A wide range of specialized (or “secondary”) metabolites are produced by bacteria in naturalecosystems with varying functions, including antibiotics, siderophores, signalling molecules, and
antifungals. These specialized metabolites are produced using operonic sets of genes that work in
concert, known as biosynthetic gene clusters. In this work, genome-resolved metagenomic
approaches were applied to understand the distribution and ecology of biosynthetic genes and the
bacteria that possess them. Bacterial genomes were assembled and binned from deeply sequenced
metagenomes from a California grassland meadow soil and a permanently wet vernal pool soil, and
clusters of biosynthetic genes were identified in each genome. Genomes were reconstructed for
novel species that belong to rarely cultivated but ubiquitous soil phyla, including the Acidobacteria,
Verrucomicrobia, and the candidate phylum Rokubacteria. Bacteria from the grassland meadow soil
were shown to have unexpectedly large numbers of biosynthetic gene clusters. In particular, two
novel lineages of Acidobacteria were identified that possessed an unusual genomic capacity for
specialized metabolite biosynthesis - up to 15% of their genomes were predicted to be dedicated to
the production of nonribosomal peptides and polyketides. Sampling a second study site of soils from
a vernal pool, Another three species were obtained from one of these uncultivated lineages — the
candidate genus Angelobacter — which also possessed a large genomic repertoire of diverse
biosynthetic genes. By mining public soil metagenomes, additional high quality draft genomes from
this candidate genus were also analyzed, confirming that species in this genus are widespread across
soil environments. It was therefore established that Angelobacter spp. with a substantial capacity for
specialized metabolite biosynthesis are widespread in soils with a range of moisture contents and
vegetation types.
Transcriptional activity of nonribosomal peptide synthetase and polyketide synthase genes of
abundant organisms from the grassland soil was tracked over time using 120 metatranscriptomic
samples from soil microcosms. For several bacterial species within the samples, unsupervised
clustering of genes by co-expression across samples identified modules of biosynthetic genes that
were tightly co-expressed with genes involved in transcriptional regulation, environmental sensing,
and secretion. For some vernal pool samples where Angelobacter were the most abundant microbial
community members, metatranscriptomics demonstrated clear transcriptional activity in situ .

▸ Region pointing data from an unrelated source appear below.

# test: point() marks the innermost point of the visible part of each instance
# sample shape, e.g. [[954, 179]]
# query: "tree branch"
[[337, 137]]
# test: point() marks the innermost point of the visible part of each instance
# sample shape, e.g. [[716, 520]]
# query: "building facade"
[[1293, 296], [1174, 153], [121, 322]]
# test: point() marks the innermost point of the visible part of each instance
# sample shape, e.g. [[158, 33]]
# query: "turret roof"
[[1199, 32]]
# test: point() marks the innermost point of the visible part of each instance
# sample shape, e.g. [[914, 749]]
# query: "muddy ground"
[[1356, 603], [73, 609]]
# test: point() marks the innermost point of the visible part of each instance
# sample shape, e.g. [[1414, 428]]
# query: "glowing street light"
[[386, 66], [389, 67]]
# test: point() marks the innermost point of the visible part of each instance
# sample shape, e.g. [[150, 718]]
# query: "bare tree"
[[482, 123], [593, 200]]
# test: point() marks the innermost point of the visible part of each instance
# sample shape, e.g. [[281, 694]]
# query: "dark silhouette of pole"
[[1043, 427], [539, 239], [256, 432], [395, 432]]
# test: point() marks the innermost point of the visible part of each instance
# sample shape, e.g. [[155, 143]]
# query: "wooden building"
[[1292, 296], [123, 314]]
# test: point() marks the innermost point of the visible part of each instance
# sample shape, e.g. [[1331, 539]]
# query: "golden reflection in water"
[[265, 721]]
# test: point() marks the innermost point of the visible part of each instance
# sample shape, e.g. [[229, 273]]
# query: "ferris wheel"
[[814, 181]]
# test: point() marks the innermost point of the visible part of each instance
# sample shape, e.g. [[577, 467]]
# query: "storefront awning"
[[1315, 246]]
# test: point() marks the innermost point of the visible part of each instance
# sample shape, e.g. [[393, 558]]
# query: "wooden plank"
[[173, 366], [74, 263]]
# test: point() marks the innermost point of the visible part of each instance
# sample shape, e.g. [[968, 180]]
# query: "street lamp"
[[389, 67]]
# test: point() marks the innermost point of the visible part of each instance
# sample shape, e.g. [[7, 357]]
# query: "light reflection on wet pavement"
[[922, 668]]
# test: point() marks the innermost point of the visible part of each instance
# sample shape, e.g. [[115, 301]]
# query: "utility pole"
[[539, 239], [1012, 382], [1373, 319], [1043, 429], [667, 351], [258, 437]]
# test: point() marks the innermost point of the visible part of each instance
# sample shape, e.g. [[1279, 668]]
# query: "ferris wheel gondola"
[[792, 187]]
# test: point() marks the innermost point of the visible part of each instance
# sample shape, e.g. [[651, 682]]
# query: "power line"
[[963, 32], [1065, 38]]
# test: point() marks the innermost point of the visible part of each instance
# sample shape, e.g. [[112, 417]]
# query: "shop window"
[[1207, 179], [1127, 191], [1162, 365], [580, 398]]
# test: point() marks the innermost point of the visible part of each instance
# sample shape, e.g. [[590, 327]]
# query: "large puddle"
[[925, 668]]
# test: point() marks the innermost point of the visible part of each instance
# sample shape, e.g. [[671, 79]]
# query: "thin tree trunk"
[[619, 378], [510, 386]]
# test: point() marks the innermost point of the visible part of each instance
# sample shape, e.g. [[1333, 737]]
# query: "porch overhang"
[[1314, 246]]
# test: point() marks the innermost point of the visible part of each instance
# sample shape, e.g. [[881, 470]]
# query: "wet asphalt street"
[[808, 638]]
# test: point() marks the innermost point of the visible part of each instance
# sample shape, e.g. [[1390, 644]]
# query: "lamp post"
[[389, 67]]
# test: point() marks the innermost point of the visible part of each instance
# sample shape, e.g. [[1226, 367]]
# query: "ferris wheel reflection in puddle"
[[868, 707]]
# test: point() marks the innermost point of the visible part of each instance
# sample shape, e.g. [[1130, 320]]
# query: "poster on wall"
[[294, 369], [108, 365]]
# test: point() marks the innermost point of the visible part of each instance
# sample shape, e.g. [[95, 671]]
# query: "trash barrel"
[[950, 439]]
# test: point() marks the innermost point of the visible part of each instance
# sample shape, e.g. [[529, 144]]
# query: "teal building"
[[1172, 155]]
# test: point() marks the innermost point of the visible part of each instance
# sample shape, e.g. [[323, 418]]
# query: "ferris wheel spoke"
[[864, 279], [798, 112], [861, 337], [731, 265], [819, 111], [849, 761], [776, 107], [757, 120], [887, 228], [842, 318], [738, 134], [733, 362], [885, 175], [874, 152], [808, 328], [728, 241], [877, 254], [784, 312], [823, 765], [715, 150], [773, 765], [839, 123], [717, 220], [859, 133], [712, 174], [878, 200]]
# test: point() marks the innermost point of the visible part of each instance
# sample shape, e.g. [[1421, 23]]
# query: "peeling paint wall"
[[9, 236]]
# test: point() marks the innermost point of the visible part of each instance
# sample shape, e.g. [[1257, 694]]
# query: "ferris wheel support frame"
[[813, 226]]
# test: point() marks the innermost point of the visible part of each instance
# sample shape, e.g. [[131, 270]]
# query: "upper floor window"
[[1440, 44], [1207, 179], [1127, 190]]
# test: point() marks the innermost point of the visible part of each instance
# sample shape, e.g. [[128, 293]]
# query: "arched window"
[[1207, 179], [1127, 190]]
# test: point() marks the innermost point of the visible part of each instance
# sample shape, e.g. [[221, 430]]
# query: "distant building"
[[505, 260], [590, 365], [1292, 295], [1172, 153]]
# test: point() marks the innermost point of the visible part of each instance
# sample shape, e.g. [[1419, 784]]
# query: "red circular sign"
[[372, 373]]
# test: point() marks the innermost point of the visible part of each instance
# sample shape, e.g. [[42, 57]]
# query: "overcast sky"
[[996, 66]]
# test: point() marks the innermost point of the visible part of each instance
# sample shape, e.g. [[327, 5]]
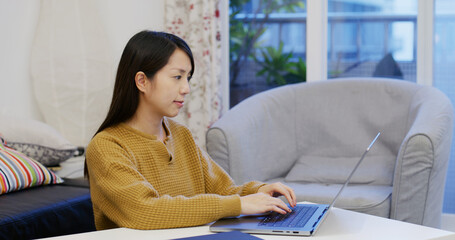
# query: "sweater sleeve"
[[219, 182], [127, 199]]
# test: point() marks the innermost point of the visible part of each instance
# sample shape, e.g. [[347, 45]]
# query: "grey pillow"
[[335, 170], [36, 140]]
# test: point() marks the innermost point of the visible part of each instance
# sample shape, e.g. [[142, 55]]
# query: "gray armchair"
[[310, 136]]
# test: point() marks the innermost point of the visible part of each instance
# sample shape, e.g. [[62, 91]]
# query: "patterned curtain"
[[198, 23]]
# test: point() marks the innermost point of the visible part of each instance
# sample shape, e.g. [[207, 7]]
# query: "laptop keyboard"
[[297, 218]]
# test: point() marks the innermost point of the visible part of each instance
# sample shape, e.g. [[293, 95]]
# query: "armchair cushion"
[[315, 169], [311, 134]]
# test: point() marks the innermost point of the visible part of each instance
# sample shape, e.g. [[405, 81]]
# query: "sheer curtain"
[[70, 68], [198, 23]]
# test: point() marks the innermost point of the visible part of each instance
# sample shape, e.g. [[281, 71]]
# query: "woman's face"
[[165, 93]]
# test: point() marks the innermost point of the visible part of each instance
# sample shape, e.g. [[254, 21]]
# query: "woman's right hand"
[[261, 203]]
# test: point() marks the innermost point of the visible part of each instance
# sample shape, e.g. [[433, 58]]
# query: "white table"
[[340, 224]]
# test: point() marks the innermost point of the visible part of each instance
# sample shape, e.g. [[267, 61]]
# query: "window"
[[372, 38], [267, 45], [444, 60]]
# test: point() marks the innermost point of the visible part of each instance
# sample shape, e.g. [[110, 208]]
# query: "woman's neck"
[[148, 125]]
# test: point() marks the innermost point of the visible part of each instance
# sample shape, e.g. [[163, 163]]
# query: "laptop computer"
[[304, 219]]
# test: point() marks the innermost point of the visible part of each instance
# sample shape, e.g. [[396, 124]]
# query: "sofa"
[[310, 136], [47, 211], [42, 189]]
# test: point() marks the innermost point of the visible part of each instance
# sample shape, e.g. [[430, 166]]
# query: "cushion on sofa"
[[47, 211], [36, 140], [17, 171]]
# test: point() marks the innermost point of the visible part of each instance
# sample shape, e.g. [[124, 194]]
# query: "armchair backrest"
[[327, 123]]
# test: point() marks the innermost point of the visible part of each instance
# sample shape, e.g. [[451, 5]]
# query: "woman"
[[145, 170]]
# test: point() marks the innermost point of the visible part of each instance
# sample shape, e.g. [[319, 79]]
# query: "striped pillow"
[[17, 171]]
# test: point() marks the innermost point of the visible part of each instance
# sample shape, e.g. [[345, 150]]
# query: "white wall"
[[18, 21]]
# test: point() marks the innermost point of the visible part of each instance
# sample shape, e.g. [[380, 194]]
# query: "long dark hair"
[[146, 51]]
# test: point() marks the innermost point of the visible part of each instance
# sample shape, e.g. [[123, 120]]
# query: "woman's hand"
[[266, 200], [279, 189], [261, 203]]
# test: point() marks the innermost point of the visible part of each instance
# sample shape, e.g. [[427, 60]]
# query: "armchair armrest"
[[420, 170]]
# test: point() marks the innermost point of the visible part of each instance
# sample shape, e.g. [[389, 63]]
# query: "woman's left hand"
[[278, 189]]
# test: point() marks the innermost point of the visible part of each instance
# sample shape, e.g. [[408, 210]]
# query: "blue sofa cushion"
[[46, 211]]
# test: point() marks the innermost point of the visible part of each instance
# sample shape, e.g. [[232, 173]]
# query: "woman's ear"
[[141, 81]]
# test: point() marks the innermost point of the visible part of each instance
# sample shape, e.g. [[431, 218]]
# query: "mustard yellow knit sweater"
[[138, 182]]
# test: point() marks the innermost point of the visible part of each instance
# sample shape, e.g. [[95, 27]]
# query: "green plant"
[[278, 68], [246, 32]]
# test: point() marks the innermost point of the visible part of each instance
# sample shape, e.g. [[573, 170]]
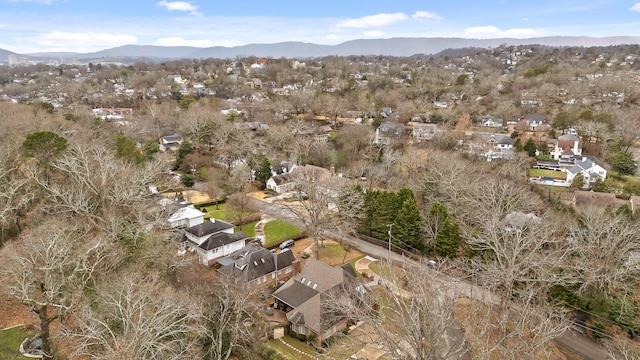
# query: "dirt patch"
[[192, 196], [13, 313], [258, 195]]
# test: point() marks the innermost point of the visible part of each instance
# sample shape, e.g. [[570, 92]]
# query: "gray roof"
[[295, 294], [253, 261], [307, 291], [208, 228], [220, 239]]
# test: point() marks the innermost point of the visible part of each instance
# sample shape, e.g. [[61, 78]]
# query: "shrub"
[[597, 329]]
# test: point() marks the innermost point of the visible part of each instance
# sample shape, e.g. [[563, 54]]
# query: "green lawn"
[[277, 231], [329, 251], [219, 213], [248, 229], [10, 340], [289, 353], [548, 173]]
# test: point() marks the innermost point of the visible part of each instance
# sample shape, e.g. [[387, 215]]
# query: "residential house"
[[590, 171], [566, 147], [256, 266], [306, 297], [420, 131], [186, 217], [389, 130], [287, 181], [170, 142], [490, 121], [281, 183], [213, 239], [538, 123], [501, 142]]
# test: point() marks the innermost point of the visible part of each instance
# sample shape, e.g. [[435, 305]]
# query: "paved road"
[[575, 342]]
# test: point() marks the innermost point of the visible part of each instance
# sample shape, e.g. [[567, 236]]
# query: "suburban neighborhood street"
[[571, 340]]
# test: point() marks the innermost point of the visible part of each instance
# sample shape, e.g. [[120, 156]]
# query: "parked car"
[[286, 244]]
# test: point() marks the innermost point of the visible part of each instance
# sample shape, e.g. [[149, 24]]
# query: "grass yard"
[[547, 173], [248, 229], [216, 213], [277, 231], [10, 340], [290, 353], [334, 254]]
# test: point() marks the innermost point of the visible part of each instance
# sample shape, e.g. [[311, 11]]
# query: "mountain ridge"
[[401, 46]]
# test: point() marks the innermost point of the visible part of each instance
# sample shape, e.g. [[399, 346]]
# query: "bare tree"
[[315, 203], [48, 268], [238, 207], [89, 183], [603, 244], [408, 316], [137, 318], [229, 315], [15, 193]]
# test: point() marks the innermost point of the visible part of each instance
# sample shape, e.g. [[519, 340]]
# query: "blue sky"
[[28, 26]]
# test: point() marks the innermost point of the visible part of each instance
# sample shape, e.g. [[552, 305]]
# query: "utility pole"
[[389, 232]]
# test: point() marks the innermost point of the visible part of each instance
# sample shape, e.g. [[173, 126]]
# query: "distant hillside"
[[5, 53], [389, 47]]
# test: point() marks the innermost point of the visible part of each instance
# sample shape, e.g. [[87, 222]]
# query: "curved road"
[[572, 341]]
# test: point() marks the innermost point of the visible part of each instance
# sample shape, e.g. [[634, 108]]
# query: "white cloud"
[[179, 6], [426, 15], [495, 32], [374, 33], [46, 2], [372, 20], [179, 41], [82, 42]]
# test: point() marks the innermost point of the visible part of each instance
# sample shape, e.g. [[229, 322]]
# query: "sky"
[[30, 26]]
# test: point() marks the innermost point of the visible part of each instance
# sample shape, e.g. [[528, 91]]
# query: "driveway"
[[573, 342]]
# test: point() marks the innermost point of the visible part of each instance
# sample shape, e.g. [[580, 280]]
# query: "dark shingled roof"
[[253, 261], [208, 227], [221, 239], [295, 294]]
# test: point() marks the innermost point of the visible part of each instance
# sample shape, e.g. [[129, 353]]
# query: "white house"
[[501, 142], [186, 217], [567, 146], [213, 239], [170, 142], [589, 170]]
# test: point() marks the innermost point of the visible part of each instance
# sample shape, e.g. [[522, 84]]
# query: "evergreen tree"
[[44, 145], [530, 147], [185, 149], [263, 172], [445, 231], [448, 239], [407, 231]]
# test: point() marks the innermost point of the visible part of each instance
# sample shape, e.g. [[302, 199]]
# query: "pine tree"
[[407, 231], [445, 231], [263, 172], [448, 239]]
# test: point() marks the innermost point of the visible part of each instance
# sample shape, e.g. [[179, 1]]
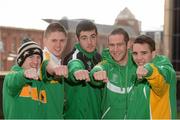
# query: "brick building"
[[10, 37]]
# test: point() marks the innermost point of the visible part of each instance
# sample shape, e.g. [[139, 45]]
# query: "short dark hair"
[[53, 27], [146, 39], [85, 25], [120, 31]]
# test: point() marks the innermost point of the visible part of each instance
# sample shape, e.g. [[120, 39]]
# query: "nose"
[[89, 40], [36, 61], [139, 57]]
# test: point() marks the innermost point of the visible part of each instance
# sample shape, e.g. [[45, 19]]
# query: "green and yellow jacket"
[[116, 92], [154, 97], [54, 89], [22, 98]]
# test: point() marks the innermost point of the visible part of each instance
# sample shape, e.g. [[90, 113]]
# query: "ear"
[[77, 40], [153, 54]]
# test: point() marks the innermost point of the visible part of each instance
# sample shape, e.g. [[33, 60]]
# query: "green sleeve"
[[96, 69], [45, 76], [73, 66]]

Transcription of many Angelobacter biosynthetic genes was detected, extending findings from the
grassland soil microcosms.
Genetic variation in soil bacteria and their biosynthetic genes was investigated using population
genomics methods that leverage genetic variation within sequencing reads that map to genomes
from metagenomes. Metagenomic methods to track genetic variation within populations in a spatial
context were applied to study the most abundant bacterial species across the grassland meadow
study site. Genetic variation specifically within biosynthetic genes was elevated, indicating that
there can be substantial allelic diversity in the biosynthetic genes of an abundant species in a local
soil ecosystem. For about half of the bacterial populations studied, strong genetic population
structure associated with spatial scale was observed. Genomes and gene variants were more
genetically similar if they were from the same meadow plot. Simultaneously, while genetic gradients
were observed across the meadow, within sample genetic diversity was also found to be high.
Genomic signatures of recombination and gene-specific selection were also identified, indicating
that ongoing selection and recombination may shape genetic divergence of populations on local
spatial scales in soils.
While biosynthetic gene clusters can be outlined and annotated with confidence in microbial
genomes, prediction of the function of the metabolites produced for novel gene clusters is often an
unsolved problem. Colocalized transporter genes associated with biosynthetic gene clusters may
help predict metabolite function, due to their intimate association with the metabolite(s) they are
transporting. This hypothesis was tested and benchmarked on a dataset of characterized
biosynthetic gene clusters. In particular, a strong specificity of transporter genes for siderophore
export and re-uptake was quantified as a signal of siderophore production. Using this specific
genomic signal, putative siderophore BGCs were annotated across bacterial genomes recovered
from soil, as well as from better characterized microbes from the adult and premature infant
microbiomes. Surprisingly few genomes from soil bacteria contained transporter genes associated
with siderophore biosynthesis. While 23% of microbial genomes from premature infant
microbiomes possess at least one siderophore-like biosynthetic gene cluster, only 3% of those from
adult gut microbiomes do.
In sum, this thesis presented a metagenomic perspective on specialized metabolisms, contributed to
discovery of novel species, examined evolutionary processes, and improved genomic functional
predictions. The strength of this approach lies in its ability to investigate microbes in in situ
community contexts and detect ecological trends among the uncultivated microbial majority.